My take on it: 1 type for everything, for medium-size helos (i.e.: Heavy lift excluded):

UH-60 Black Hawk - Utility
SH-60 Sea Hawk - Ship-Borne
HH-60 Pave Hawk - (C?)SAR

1 Supply Chain
Common general training
Common Technicians
Proven Airframes

Convert the Griffons for Portage.

That's in my simple mind though...


----------



## dapaterson

Can we trade in the CF-18s used for ground attack for Herc gunships as well?  Common platform for air transport and for air to ground attack, common supply chain, common training, common technicians, proven airframes...

http://en.wikipedia.org/wiki/Lockheed_AC-130


----------



## Eye In The Sky

The difference being the multi-role helo 'makes sense' and could possibly work whereas your *idea* couldn't.


----------



## dapaterson

Proven ground attack aircraft (AC-130) vs developmental program with lots of cost and schedule overruns - the F35.

From a ground support perspective, I know which one work better...

 >


----------



## Quirky

dapaterson said:
			
		

> Proven ground attack aircraft (AC-130)



Ahh yes, those came in handy during the Libya campaign.


----------



## Sf2

SupersonicMax said:
			
		

> My take on it: 1 type for everything, for medium-size helos (i.e.: Heavy lift excluded):
> 
> UH-60 Black Hawk - Utility
> SH-60 Sea Hawk - Ship-Borne
> HH-60 Pave Hawk - (C?)SAR
> 
> 1 Supply Chain
> Common general training
> Common Technicians
> Proven Airframes
> 
> Convert the Griffons for Portage.
> 
> That's in my simple mind though...



Canada is in no position to stand up a CSAR capability.


----------



## Good2Golf

In short, the Griffon may very well be 'replaced' with....a refreshed Griffon.

Some may recall when the H-90 was the preferred platform to replace the Twin Huey helicopter, prior to the Government's 1992 decision to buy the Griffon.  In retrospect, the Griffon procurement wasn't that bad a thing, as the Griffon substantively no less a machine than the Twin Huey and in many cases significantly more.  Most importantly, it reinforced the case for something more valuable to a Department than money...people.  With probably a fleet size of twice as many Griffons as we would have bought Blackhawks, the organization had to retain the people required to operate the Griffon fleet, even while other organizations within the CF were having forced reductions imposed upon them.
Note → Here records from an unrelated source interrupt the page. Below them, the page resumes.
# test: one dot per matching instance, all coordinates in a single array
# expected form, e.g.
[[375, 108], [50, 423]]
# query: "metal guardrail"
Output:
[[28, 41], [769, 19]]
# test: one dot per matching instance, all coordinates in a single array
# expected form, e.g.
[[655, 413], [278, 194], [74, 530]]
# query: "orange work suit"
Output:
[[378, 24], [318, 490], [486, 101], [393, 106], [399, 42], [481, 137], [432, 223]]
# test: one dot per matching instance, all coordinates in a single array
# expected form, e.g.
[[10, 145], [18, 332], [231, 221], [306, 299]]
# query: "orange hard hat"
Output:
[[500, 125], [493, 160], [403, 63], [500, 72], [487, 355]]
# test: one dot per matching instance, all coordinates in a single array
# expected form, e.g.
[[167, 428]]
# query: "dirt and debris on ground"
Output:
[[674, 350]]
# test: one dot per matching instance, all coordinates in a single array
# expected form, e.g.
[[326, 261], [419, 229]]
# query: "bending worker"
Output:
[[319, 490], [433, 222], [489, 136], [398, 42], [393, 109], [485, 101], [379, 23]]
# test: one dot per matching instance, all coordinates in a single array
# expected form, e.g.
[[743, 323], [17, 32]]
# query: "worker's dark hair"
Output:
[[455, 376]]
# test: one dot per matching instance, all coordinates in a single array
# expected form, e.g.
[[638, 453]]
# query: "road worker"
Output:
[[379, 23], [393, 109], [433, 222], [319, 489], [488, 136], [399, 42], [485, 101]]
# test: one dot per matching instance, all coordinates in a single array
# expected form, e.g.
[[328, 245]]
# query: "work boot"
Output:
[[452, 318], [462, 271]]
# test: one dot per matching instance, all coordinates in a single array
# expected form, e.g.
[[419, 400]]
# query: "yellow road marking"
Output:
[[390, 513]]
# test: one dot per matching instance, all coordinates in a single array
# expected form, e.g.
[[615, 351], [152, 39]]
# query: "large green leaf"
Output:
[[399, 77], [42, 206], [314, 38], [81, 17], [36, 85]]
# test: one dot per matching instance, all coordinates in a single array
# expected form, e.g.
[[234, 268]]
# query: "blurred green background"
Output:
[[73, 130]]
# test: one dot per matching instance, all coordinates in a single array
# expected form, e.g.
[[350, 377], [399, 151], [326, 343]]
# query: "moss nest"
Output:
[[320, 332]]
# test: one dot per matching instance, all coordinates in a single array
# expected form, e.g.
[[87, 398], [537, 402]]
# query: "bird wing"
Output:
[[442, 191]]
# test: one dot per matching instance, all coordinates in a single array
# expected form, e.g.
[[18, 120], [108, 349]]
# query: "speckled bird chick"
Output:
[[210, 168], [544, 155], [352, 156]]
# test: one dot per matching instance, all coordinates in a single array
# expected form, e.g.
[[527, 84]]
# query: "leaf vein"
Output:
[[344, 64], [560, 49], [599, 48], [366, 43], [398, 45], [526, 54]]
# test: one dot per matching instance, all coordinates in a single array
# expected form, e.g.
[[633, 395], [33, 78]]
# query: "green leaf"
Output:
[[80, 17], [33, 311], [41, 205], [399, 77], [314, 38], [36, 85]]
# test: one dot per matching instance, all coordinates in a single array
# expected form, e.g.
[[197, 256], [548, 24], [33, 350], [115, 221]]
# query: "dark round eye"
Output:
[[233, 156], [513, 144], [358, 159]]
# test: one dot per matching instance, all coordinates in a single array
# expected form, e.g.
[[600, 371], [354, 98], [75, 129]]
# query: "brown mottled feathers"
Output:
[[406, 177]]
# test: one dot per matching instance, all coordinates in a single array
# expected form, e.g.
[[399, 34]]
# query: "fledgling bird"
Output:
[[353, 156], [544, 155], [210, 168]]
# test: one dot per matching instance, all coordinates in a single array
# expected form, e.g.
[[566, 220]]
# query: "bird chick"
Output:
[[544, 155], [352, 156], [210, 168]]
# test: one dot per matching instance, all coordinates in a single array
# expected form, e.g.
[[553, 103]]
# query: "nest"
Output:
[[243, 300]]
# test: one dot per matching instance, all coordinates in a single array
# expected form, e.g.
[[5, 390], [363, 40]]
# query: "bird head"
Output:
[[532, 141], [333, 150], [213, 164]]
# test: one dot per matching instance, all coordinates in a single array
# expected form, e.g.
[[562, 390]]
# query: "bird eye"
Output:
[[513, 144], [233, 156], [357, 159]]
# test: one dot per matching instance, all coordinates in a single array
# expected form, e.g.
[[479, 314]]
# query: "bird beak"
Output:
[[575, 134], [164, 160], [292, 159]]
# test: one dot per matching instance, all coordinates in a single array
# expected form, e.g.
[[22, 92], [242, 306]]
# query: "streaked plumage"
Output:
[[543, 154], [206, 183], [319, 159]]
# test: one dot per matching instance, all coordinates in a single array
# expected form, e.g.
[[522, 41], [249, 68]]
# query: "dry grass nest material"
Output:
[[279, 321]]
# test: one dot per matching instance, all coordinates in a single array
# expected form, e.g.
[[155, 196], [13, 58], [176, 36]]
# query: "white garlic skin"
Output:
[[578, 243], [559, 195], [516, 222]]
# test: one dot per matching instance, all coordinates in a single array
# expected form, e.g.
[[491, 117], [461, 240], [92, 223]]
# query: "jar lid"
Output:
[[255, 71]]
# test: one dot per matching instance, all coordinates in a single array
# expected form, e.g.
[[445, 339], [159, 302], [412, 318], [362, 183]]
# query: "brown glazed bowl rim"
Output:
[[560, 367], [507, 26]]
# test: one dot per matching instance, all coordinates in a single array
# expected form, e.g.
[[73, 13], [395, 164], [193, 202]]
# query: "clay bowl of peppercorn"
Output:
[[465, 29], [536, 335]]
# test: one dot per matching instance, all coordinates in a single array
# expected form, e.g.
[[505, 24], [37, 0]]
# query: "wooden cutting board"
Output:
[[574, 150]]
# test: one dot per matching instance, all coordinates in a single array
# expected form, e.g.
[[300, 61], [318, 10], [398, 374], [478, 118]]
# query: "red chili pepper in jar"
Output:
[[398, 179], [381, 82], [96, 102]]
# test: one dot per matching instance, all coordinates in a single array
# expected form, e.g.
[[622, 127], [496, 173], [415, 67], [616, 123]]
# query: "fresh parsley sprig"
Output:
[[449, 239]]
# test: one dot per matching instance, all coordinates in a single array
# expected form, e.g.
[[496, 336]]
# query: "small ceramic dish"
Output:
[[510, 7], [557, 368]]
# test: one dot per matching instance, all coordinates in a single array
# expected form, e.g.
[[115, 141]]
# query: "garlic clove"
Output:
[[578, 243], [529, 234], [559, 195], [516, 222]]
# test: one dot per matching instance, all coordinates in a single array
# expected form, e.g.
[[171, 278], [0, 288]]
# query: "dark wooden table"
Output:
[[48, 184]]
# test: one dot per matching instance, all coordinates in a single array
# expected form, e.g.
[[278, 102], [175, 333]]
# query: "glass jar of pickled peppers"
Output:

If one is looking for a practical/realistic 'replacement' for the Griffon, it may be a pragmatic, limited program to replace obsolescent components (old avionics, non-FADEC engines, etc...), and that's about it.  The actual replacement of the Griffon as an entire aircraft is likely not a realistic solution in these financially pressured times.  To refresh some systems on a 20-year old aircraft, yes. Whole new aircraft?  Unlikely.

:2c:

Regards
G2G


----------



## Colin Parkinson

I think the 412 is still in production? If so, we could do a slow moving replacement program, mid life low hour airframes in batches and slowly replace the higher hour ones with new versions.


----------



## Zoomie

Y model Duey?


----------



## Sf2

Zoomie said:
			
		

> Y model Duey?



Nope.  You'll see ours around 'till 2030 - albeit with some life-extension upgrades.  No Y's on the horizon.


----------



## Good2Golf

Zoomie: Like SF2 notes, probably a mild avionics refresh to leverage multi-function display-driven AMS and the FADEC engines, and that's it.  That would be a pragmatic allocation of taxpayers' dollars.  With the unrealistic expectations of "lift" (in the sense of more than just light utility lift) removed from the Griffon's principle repertoire, it should be able to be employed in a focused, tailored manner with greater supportability than it currently does sitting t a fifth of a century age with minimal mods.

Cheers
G2G


----------



## Zoomie

Good2Golf said:
			
		

> a mild avionics refresh


Maybe a glance at the 412CF that 3CFFTS uses currently - all the leg work has been done by the contractor.


----------



## Good2Golf

It's not bad, Zoomie. I've flown the Outlaw FSim and the AMS is nice, but the PFD is a smaller designated format (two stacked 4" displays), vice larger MFD-based, which might limit the operational flexibility (mapping, nav, , etc...) Definitely a move in the right direction, beyond 40's/50's era dials (ironically driven by dual 1553 buses and an AIRINC 429 bus).  A fourth channel on the AFCS would be nice...


----------



## Fishbone Jones

Good2Golf said:
			
		

> It's not bad, Zoomie. I've flown the Outlaw FSim and the AMS is nice, but the PFD is a smaller designated format (two stacked 4" displays), vice larger MFD-based, which might limit the operational flexibility (mapping, nav, , etc...) Definitely a move in the right direction, beyond 40's/50's era dials (ironically driven by dual 1553 buses and an AIRINC 429 bus).  A fourth channel on the AFCS would be nice...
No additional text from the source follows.